The honest truth is I've had better, more balanced and effective judgements from Chinese courts. This shocked me.

That is to say: there is clearly a place for faster and fairer resolutions, even if just for small claims. I can see strong support for the approach in these cases. We do need appeals to humans, and we do need a limit. But it would prospectively be useful in these cases, especially if the system is designed to avoid corruption and to run isolated from the internet. You could even have a plurality of non-profits producing best-effort judges and voting. Disparate versions could be regression tested with anomalous decisions flagged for human review.
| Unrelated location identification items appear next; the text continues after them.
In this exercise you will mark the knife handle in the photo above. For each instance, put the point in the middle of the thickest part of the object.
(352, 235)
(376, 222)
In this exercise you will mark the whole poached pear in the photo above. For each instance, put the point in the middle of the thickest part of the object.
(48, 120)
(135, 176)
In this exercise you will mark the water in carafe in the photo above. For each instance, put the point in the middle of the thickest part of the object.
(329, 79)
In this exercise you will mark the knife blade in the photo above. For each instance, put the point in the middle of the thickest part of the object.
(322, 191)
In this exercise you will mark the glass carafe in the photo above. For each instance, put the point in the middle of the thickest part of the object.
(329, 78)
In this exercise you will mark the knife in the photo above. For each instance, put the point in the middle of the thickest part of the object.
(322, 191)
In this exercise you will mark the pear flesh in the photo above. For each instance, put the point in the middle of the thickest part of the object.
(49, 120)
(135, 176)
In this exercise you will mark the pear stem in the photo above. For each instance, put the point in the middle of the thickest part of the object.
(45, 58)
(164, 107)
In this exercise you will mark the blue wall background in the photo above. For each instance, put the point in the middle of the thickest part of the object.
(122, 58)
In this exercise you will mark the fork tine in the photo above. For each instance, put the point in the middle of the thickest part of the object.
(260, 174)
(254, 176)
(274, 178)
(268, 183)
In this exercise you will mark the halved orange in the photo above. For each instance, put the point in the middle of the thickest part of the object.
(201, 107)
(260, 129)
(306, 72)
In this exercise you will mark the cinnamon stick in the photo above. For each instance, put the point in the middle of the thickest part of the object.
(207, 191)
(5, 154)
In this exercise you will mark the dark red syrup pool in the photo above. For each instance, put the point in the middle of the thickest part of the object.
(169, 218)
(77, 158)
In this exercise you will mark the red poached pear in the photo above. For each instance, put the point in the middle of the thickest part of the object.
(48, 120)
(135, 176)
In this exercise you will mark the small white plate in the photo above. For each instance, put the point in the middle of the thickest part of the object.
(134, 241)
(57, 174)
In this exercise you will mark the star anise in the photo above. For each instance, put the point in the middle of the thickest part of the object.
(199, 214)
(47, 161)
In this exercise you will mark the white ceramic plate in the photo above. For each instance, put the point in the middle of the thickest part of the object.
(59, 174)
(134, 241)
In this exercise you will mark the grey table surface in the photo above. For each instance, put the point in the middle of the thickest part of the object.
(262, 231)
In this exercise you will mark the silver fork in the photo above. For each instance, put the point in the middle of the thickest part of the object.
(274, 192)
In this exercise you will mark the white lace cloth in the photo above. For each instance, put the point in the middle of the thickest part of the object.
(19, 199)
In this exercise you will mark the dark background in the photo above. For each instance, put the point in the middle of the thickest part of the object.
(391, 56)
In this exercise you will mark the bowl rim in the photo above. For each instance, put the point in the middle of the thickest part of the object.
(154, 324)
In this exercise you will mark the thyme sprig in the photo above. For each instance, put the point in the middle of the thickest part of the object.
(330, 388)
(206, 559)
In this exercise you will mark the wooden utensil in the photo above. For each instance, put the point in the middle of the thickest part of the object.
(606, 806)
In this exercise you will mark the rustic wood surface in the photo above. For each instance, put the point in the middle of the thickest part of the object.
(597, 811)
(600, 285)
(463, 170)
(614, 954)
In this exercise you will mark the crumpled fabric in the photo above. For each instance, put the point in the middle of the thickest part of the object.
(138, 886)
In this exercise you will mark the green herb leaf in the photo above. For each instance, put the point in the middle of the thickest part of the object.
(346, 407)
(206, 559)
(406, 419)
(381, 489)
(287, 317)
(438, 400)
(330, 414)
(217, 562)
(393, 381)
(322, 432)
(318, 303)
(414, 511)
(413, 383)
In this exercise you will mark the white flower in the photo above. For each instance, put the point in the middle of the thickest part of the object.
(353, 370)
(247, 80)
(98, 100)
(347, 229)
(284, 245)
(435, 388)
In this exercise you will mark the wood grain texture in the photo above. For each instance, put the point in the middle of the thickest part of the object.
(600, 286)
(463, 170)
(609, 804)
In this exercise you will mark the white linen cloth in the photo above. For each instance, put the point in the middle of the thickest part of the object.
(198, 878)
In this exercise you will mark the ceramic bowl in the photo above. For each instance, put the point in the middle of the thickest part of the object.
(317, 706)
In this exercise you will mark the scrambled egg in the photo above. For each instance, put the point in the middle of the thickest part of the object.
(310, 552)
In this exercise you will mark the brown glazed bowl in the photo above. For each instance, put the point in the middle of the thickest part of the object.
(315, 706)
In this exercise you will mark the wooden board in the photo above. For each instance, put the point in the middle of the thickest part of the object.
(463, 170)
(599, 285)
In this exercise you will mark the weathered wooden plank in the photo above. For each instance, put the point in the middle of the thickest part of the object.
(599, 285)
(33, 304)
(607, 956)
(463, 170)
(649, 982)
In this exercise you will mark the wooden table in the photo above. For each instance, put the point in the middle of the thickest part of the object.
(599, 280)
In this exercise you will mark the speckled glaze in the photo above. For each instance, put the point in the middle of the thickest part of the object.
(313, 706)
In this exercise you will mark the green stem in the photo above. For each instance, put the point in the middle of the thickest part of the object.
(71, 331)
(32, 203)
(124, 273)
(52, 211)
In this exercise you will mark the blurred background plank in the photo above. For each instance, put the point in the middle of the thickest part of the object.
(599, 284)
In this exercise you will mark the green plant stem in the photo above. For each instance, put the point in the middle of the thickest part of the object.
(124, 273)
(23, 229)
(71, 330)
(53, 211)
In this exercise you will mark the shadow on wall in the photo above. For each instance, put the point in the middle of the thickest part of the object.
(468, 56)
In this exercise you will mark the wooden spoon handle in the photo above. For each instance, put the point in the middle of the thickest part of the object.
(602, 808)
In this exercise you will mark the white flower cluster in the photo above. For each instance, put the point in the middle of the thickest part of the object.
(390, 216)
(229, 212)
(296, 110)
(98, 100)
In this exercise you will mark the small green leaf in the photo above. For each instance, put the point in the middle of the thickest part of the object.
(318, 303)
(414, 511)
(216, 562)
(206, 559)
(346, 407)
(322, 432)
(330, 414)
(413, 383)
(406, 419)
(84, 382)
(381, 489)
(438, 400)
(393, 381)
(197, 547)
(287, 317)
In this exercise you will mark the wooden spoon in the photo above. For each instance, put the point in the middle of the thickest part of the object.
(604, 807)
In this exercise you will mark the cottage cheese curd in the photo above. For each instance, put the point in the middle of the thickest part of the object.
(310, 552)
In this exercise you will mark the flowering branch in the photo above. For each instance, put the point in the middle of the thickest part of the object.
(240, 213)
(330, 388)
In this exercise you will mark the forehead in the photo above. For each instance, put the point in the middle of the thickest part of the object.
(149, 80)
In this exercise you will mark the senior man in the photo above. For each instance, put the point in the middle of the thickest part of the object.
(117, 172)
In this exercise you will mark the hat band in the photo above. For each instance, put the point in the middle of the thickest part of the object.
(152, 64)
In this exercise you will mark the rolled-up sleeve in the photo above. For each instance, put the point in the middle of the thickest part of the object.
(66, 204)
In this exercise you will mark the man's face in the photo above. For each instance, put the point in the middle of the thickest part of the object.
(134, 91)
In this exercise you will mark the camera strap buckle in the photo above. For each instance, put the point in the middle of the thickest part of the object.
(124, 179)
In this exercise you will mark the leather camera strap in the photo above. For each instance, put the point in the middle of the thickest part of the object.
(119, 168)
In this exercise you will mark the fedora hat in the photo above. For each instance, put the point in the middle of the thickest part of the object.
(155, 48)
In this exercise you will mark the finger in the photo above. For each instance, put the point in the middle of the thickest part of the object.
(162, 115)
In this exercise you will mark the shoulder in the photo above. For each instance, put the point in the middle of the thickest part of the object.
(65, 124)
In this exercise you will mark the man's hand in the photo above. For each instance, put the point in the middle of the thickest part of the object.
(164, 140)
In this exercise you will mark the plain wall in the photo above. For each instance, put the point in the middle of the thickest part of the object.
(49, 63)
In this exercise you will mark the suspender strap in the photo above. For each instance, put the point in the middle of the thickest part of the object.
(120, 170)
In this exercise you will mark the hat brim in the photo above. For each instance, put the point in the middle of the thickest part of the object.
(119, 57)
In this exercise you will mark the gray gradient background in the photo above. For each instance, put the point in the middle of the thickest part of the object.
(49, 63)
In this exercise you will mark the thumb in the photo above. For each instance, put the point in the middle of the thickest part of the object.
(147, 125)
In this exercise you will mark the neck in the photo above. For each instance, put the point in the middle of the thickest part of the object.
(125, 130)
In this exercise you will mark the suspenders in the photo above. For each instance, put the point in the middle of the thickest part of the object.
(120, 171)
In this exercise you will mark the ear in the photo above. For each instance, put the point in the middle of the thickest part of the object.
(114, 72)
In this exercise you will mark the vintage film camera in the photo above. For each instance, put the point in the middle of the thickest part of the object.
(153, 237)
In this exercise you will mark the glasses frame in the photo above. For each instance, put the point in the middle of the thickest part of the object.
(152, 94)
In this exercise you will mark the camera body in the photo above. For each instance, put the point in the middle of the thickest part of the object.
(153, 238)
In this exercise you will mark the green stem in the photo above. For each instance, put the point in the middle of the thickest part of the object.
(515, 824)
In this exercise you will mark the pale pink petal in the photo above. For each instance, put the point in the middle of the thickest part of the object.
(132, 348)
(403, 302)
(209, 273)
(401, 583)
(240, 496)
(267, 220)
That way it would be very hard to game because targeted attacks could be readily identified.

It's hard to think of a future in which humans are the most efficient means of governance. Carefully designed AI can free us of corruption, sloth, and procedural bullshit. As long as we have good oversight and transparency, from my experience as a business person across a range of jurisdictions and matters, it's hard to consider it worse than current solutions. So-called democratic representation is bullshit, and politicians know it: "Mamdani for prez!" He'll be sold out before entry - same as the others, just with a cleaner nose and cuter back-story.

If anyone wants to build an alternative to Judge Thiel, I'm in.

idiotsecantabout 1 hour ago
You're kidding yourself if you think governance by AI is somehow not magically governance by the worst kind of humans. If anything the humans can say I donno,the AI did it! When they cause the system to generate the outcome they wanted.

Tech isn't magic, you still have the same messy people problems.

contingenciesabout 1 hour ago
Having suffered repeatedly at differing implementations of people-based systems across a range of jurisdictions, I remain an optimist for a tech solution. If the system is correctly designed, it can finally reduce the people problems.

Yes, it would be easy to screw up. Yes, it's not going to fix everything because surrounding process will no doubt be human-influenced. However: no, that doesn't mean it's impossible to get value from. Especially given the shitty state of present-era systems.